Insgesamt bieten sich also sowohl für den Literaturwissenschaftler als auch den Historiker perspektivenreiche Möglichkeiten eines neuen Zugriffs auf Gönnernennungen in mittelalterlichen und frühneuzeitlichen Werken. Zum einen könnten für diesen bislang in der internationalen Gönner-Forschung nicht systematisch erschlossenen Abschnitt der Literaturgeschichte die Zuschreibung literarischer Artefakte zu Einzelpersonen oder Institutionen, die als Mäzene in Erscheinung treten, in einzelnen Herrschafts- oder Kulturräumen deskriptiv erfasst werden, um trotz der zunehmenden Unschärfe von Raumgrenzen ab dem 13. Jahrhundert mögliche kulturelle oder institutionelle Funktionalisierungen von literarischem bzw. historischem Wissen in einem kleinen Raum greifbar machen zu können. Weiter könnte ein historisch-soziologischer Zugriff auf die Gönnernennungen unterschiedliche Typen von Akteuren (Fürsten, Patrizier, Niederadel, Kleriker, Aufsteiger, Verlierer usw.) und deren möglicherweise sehr unterschiedliche Interessen an der Partizipation in der Förderung schriftliterarischen Wissens profilieren. Außerdem könnten mediale und performative Dimensionen von Mäzenatentum ein Analysefeld bilden. Zudem könnte das Erinnern von Mäzenatentum in späteren Dichtungen, aber auch in anderen Gattungen thematisiert werden, ja überdies das Vergessen, Tilgen und Überschreiben von Mäzenen bzw. ihrer Erwähnungen in den Texten behandelt werden. Darüber hinaus könnten gleichsam 'Gegenstücke' zur Sprache kommen, so die Herrscher- und Hofkritik oder die Mäzenatenschelte. Schließlich könnten die unterschiedlichen narrativen Verfahren der Gönnernennung und ihre gattungstypologische, traditionsbasierte oder textfunktionale Prägungen Gegenstand synchron oder diachron orientierter Untersuchungen sein.
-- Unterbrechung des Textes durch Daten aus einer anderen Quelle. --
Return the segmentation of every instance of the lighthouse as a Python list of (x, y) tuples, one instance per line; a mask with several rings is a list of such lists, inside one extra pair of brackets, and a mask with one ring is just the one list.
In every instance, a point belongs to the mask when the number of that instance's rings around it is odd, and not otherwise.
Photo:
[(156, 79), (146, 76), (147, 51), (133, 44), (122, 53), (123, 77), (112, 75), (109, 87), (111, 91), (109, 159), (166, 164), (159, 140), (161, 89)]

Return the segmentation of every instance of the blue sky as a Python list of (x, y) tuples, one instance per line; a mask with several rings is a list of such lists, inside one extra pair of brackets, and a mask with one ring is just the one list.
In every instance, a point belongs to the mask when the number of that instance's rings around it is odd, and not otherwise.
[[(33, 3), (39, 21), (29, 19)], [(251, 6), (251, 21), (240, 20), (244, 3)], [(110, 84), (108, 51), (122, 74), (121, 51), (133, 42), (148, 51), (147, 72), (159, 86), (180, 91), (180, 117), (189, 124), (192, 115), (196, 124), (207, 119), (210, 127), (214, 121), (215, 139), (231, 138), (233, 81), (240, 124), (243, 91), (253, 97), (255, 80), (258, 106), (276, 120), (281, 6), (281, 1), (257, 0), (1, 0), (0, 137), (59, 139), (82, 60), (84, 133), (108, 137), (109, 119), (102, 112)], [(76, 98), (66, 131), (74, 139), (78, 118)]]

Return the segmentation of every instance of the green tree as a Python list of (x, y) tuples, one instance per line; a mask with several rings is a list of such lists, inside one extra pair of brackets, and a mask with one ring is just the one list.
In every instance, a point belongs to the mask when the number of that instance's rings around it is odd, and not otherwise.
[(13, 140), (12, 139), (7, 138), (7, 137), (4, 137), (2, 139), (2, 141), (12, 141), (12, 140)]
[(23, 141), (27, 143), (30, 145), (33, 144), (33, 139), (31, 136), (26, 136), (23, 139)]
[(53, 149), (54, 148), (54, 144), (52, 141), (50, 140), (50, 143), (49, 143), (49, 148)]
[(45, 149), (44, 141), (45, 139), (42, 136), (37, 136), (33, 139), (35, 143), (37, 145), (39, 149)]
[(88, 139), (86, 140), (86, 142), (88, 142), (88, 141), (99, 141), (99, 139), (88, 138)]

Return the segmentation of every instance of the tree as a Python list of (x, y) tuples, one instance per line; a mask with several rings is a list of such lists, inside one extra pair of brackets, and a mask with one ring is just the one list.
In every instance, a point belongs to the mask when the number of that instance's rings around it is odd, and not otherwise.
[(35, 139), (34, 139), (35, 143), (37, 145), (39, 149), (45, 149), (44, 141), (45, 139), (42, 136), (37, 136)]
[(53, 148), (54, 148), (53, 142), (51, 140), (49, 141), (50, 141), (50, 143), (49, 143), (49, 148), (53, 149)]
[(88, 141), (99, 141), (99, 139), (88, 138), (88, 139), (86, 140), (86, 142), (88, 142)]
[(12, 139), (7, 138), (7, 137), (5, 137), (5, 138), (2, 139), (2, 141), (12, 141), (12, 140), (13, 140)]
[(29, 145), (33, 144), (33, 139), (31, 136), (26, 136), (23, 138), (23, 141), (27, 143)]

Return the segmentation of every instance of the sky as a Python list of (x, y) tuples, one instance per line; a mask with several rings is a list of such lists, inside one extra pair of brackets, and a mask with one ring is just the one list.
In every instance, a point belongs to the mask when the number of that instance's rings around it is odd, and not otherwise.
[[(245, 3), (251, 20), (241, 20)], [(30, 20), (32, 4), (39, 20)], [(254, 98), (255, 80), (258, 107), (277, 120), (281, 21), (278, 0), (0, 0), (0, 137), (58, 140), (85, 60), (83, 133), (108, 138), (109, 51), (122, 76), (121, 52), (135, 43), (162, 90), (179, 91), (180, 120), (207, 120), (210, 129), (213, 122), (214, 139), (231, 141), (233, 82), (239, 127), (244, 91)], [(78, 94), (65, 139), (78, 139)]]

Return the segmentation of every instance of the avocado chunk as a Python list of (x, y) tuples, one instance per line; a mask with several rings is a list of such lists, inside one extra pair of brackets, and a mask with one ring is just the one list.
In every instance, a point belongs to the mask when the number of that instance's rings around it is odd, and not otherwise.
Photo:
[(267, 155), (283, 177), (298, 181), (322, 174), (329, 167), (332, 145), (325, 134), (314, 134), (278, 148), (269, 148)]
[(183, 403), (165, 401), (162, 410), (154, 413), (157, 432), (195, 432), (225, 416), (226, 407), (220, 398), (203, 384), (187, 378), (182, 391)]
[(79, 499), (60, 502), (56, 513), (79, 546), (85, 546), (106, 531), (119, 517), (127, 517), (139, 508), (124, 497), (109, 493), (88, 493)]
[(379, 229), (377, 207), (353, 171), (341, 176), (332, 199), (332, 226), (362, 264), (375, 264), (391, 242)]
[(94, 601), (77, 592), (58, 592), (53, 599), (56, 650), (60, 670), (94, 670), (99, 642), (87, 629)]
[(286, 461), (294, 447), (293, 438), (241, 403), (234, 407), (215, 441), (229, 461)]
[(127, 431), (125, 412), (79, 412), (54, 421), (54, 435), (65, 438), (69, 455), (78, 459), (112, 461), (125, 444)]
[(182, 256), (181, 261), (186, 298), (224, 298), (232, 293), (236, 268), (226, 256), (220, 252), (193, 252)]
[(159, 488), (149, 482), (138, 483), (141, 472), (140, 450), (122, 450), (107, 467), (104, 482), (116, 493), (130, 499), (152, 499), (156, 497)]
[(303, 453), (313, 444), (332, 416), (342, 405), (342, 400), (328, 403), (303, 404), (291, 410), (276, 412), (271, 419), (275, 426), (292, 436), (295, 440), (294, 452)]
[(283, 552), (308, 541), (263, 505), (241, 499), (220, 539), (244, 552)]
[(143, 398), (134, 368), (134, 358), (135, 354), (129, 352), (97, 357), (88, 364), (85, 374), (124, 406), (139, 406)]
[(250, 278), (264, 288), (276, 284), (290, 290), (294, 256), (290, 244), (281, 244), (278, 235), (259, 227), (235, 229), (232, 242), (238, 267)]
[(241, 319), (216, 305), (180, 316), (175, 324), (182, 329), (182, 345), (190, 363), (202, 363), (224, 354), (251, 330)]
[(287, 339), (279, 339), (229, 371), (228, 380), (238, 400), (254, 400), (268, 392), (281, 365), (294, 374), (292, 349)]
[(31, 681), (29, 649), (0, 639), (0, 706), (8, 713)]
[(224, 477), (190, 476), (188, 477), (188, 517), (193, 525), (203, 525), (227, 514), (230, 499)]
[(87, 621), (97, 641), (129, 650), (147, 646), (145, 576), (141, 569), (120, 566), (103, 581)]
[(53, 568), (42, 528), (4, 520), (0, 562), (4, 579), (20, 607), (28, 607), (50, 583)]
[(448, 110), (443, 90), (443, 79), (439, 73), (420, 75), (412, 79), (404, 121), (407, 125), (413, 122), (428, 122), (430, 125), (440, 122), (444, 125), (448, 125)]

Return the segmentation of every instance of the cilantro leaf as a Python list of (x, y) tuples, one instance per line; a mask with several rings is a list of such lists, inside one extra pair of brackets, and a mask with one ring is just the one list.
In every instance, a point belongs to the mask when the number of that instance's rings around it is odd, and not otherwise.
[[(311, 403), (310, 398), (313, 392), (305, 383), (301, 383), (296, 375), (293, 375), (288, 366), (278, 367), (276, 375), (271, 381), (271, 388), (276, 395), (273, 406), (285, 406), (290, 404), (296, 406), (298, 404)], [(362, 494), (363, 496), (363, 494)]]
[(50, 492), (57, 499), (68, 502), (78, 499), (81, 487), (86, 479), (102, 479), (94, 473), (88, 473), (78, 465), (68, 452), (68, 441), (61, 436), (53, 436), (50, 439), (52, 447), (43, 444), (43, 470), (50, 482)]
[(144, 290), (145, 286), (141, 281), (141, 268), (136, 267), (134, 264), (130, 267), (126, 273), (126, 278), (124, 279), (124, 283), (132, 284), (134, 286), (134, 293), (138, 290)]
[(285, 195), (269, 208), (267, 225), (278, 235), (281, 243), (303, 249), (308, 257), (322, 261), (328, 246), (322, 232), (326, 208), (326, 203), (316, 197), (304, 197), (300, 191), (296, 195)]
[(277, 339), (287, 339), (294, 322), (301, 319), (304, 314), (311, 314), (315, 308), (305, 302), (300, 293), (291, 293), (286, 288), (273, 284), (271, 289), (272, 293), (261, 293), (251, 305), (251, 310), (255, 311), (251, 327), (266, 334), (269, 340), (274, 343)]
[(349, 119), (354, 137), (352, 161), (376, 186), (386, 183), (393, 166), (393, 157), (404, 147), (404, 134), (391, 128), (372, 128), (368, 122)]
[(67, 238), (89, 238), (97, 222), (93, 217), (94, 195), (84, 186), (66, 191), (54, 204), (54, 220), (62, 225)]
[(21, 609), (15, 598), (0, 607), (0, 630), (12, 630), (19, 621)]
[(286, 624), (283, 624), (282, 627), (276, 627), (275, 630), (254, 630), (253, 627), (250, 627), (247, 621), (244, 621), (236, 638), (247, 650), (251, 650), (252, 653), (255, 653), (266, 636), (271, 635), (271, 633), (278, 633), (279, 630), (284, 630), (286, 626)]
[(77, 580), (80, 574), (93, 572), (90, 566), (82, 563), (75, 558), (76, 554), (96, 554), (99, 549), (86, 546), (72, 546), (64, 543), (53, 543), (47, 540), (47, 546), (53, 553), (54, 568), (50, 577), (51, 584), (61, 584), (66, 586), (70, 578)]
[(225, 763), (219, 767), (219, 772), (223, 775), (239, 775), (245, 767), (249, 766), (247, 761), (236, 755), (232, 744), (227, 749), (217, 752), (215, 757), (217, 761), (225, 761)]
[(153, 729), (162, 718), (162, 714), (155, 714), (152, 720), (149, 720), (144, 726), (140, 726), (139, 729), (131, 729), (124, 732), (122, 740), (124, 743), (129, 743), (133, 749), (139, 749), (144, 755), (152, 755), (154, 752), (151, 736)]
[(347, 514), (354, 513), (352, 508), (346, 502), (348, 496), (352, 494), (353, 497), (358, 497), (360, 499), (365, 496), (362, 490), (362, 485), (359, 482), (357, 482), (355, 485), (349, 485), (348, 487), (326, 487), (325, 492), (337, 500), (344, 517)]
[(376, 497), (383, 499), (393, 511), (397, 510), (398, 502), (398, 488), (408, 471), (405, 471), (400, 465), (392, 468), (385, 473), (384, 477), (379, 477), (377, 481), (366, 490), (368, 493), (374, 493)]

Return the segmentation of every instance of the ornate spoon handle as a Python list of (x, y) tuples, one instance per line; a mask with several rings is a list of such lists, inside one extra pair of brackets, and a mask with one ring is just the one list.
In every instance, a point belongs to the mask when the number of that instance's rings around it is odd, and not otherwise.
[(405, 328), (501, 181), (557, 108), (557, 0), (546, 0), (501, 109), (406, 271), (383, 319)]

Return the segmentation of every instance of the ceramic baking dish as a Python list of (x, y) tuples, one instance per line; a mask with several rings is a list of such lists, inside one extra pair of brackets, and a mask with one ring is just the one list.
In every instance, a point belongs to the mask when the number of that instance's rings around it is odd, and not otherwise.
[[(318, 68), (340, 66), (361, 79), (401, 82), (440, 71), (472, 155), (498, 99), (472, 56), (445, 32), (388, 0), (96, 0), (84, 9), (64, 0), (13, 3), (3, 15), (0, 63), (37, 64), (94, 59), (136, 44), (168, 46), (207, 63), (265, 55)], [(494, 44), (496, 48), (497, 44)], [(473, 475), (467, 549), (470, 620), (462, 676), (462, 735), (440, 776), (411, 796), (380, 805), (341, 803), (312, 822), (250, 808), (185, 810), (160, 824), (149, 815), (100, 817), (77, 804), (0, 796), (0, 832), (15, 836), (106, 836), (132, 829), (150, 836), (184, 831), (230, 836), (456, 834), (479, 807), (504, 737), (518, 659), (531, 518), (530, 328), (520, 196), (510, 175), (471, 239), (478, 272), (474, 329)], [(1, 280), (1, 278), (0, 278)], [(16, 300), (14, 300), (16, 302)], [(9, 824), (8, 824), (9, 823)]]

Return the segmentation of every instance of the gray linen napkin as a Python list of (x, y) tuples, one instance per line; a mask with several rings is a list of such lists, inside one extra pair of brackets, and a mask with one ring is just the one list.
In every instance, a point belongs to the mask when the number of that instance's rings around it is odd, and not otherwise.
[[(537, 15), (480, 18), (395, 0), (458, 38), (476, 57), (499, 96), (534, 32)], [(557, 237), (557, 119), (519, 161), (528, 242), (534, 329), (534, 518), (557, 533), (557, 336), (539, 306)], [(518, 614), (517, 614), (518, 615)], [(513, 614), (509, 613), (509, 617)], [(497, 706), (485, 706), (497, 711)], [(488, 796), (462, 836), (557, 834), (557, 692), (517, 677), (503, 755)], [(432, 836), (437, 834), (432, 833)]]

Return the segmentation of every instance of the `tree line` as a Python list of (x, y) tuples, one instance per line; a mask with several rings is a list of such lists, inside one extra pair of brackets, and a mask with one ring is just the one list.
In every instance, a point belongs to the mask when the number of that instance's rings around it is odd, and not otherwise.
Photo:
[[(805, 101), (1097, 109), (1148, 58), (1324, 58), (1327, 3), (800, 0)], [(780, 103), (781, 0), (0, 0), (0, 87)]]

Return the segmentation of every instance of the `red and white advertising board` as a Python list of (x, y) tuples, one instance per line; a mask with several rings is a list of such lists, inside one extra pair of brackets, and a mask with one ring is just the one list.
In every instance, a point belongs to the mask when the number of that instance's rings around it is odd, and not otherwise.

Ausgehend von diesen Befunden und Fragestellungen planen Bernd Bastert (Ruhr-Universität Bochum), Andreas Bihrer (Christian-Albrechts-Universität zu Kiel) sowie Timo Reuvekamp-Felber (CAU Kiel) eine interdisziplinäre Tagung, die an exemplarischen Einzelfällen die Gemeinsamkeiten bzw. Unterschiede in den Textualisierungsformen von 'Gönnern' und 'Mäzenen' in lateinischer, romanischer und deutschsprachiger Literatur sowie Geschichtsschreibung aufarbeitet, Gönnertypen profiliert und schließlich das in den Quellen konzeptualisierte Wirken mäzenatischer Akteure in spezifizierten Räumen erfasst.

Organisiert wird die Tagung durch die International Courtly Literature Society (ICLS), German Branch. Die Gesellschaft ist interdisziplinär ausgerichtet und erforscht die höfische Kultur des europäischen Mittelalters. Mitglieder erhalten neben der Möglichkeit der Vernetzung Zugang zu der Schriftenreihe Encomia Deutsch und den Encomia Sonderheften.

Alle Informationen zur Tagung und zur ICLS erhalten Sie demnächst auf unserer Website: http://www.icls.uni-kiel.de/de.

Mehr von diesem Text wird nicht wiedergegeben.